Each sub-section of each section thus named is rarely longer than one page and often shorter, sometimes focused on a single moment of poetic vision where meaning is enforced on an incongruous event – an effect I’ve only ever seen done well in John Burnside’s fiction. At these moments the unusual visions and beliefs that are labelled psychosis take on the features of meta-aware language of the artist. This happens when his GP measures what the latter calls the ‘OCD-like neatness’ of historic and present ‘cuts’ with which he (h)arms his body (p. 82), or that moment when he is externally labelled as with a personality disorder (PD in the text) which I can no longer find in my text. It also happens when quotidian reality becomes vision and artistic device.

The gesture, the one that brings her into the genre of fiction, is the language of her body when smoking a cigarette- shoulders rolled in, head lowered while hands cup a lighter and neon tip from disapproving winds.

(p.92)

Another example moulds the biochemical into everyday into a longed-for music of distraction and the ease of painful memories – the stuff of trauma and response to such:

Giving myself some space, serotonin to settle. sitting on the lid of a toilet seat with my palms on my temples, I notice the drip of a leaking tap is never out of time, off-beat, giving the porcelain it’s bound to a melody: music to match moon-pulled seas contained by the ocean tubs of Greek deities. …
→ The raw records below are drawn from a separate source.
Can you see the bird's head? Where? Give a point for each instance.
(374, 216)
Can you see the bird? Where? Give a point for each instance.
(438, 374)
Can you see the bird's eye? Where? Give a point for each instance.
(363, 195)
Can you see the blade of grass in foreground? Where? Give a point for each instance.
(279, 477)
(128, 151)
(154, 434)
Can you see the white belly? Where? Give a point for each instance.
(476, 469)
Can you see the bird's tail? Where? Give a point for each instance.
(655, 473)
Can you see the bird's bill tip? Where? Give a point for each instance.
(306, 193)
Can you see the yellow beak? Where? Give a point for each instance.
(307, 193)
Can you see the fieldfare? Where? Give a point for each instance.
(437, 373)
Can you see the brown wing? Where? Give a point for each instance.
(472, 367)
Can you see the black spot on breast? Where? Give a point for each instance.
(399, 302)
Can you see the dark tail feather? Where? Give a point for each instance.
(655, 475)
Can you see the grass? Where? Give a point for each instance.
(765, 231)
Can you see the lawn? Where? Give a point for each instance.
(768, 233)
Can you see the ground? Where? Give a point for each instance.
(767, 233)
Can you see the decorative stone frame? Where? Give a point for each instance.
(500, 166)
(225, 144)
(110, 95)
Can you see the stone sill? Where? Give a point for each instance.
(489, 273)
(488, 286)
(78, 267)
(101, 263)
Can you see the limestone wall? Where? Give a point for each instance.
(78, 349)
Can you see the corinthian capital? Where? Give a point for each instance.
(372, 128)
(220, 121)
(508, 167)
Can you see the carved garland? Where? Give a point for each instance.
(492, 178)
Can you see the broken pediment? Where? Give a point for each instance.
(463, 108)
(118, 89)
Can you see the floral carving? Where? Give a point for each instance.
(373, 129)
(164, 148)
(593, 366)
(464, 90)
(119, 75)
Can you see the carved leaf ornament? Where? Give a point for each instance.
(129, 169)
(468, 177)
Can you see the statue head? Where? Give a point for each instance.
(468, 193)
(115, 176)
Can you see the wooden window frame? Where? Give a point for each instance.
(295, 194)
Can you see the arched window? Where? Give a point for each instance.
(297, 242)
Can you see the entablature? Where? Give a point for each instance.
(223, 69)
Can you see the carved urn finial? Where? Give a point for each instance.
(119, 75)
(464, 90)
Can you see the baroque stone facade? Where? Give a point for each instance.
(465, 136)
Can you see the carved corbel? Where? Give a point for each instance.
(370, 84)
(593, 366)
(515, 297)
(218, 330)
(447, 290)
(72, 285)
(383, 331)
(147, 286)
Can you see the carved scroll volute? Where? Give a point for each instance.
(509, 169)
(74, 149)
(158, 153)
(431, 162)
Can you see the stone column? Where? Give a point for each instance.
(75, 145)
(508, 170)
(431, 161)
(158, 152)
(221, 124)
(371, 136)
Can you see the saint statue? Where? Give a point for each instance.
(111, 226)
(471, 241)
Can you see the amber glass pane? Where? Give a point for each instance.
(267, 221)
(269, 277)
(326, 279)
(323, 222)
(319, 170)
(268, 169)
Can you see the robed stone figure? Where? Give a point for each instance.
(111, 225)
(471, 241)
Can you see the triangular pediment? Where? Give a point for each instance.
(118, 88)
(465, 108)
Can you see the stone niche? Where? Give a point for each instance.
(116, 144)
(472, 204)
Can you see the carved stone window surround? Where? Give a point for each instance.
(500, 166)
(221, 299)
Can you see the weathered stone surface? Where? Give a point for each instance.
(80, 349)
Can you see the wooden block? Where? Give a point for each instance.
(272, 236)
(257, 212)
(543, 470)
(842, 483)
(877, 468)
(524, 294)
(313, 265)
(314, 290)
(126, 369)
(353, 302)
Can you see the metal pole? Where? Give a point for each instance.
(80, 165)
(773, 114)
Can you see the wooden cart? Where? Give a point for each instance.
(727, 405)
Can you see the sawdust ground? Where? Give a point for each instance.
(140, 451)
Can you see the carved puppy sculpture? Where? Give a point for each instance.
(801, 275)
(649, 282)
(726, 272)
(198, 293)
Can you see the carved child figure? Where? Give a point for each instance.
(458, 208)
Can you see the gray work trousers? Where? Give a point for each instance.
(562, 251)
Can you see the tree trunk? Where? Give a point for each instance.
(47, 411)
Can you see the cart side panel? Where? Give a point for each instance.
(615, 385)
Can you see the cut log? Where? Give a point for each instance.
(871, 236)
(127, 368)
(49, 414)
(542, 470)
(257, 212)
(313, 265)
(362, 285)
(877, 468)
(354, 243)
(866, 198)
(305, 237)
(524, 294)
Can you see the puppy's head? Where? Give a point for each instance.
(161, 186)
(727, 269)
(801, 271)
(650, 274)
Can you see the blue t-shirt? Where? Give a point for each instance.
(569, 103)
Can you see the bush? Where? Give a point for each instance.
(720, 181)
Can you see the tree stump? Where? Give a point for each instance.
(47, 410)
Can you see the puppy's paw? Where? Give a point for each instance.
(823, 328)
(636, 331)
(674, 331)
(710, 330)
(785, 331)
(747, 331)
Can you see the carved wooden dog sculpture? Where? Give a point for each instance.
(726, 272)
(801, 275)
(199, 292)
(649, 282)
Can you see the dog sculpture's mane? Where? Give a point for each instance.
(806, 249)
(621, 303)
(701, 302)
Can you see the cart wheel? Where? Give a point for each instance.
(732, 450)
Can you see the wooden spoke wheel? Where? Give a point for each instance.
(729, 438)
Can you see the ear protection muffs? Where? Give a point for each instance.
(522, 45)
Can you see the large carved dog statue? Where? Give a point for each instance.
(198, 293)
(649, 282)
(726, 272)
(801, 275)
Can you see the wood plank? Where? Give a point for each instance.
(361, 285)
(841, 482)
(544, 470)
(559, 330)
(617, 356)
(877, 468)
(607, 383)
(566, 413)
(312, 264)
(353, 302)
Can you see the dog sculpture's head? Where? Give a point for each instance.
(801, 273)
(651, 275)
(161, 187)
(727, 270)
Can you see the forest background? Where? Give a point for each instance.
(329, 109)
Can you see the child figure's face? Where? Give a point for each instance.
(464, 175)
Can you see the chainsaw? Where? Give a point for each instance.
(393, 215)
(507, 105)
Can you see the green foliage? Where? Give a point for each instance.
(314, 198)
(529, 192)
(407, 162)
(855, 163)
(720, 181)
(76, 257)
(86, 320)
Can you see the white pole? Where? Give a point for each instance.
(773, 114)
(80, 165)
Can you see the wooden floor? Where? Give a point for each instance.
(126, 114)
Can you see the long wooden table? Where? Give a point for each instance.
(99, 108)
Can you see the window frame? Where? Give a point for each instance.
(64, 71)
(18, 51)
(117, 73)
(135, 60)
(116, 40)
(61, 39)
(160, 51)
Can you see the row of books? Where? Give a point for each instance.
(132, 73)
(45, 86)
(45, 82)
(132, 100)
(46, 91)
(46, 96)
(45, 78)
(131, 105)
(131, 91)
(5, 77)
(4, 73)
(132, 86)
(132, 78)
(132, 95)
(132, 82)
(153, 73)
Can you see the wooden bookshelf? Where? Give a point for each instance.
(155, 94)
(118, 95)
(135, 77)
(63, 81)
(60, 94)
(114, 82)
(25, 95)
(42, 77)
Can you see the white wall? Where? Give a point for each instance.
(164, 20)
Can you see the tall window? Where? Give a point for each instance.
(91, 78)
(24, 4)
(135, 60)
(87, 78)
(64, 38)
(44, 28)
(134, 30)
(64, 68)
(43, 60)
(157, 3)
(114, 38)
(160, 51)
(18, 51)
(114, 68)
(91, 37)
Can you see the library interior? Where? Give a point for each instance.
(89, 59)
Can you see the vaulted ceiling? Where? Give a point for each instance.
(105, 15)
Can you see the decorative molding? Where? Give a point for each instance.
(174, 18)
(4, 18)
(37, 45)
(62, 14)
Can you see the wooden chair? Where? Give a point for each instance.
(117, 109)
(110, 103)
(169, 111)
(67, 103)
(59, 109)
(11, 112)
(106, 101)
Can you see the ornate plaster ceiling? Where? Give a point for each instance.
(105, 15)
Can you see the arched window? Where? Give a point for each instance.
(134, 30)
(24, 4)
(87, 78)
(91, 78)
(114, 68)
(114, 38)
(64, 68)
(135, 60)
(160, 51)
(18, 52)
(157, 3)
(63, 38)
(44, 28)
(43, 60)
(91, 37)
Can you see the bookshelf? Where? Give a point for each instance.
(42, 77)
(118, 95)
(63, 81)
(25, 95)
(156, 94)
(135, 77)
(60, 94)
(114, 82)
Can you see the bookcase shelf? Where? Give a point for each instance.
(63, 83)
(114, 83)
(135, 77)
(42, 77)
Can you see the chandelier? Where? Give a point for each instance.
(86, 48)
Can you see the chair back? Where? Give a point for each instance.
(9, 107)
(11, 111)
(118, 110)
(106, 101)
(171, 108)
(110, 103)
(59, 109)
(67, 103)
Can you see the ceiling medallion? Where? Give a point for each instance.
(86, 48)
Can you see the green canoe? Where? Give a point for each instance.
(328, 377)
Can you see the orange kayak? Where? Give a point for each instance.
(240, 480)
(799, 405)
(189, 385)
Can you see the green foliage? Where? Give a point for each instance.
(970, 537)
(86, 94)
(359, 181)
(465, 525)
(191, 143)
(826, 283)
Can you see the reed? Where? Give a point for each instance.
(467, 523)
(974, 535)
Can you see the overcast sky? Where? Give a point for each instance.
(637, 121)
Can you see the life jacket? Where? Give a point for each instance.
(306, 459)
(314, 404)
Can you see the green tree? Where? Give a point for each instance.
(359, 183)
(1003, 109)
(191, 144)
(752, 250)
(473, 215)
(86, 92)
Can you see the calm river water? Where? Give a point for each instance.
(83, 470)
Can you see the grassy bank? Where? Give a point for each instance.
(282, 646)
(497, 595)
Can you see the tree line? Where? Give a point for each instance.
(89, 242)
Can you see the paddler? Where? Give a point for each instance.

Much of this is of the beauty and pain of unrecovered madness: that which escapes the killing offered by ‘recovery’.

The author

Of course the book has been favoured because of its awareness of ethnicity continually misappropriated and pathologized (reviewed significantly therefore by Guy Gunaratne and Stephen Kelman). Rightly so – it introduces you to linguistic fractures for instance between Ghanaian dialects and English that it refuses to either translate or trans-literate, so that the reader is left feeling deservedly alien (p.26).

This is a book that speaks about race so honestly it hurts, even when the hero reads The Colour Purple (p.21). But its ability to be both a bildungsroman of a boy’s sexual maturation through Onan (p.49), awareness of adult mortality (p.12), poverty and self-image (p. 32), its liminal life on the thresholds between madness, the labelling of that as ‘disorder’ and creative release makes it probably one of the most important modern books I’ve ever read.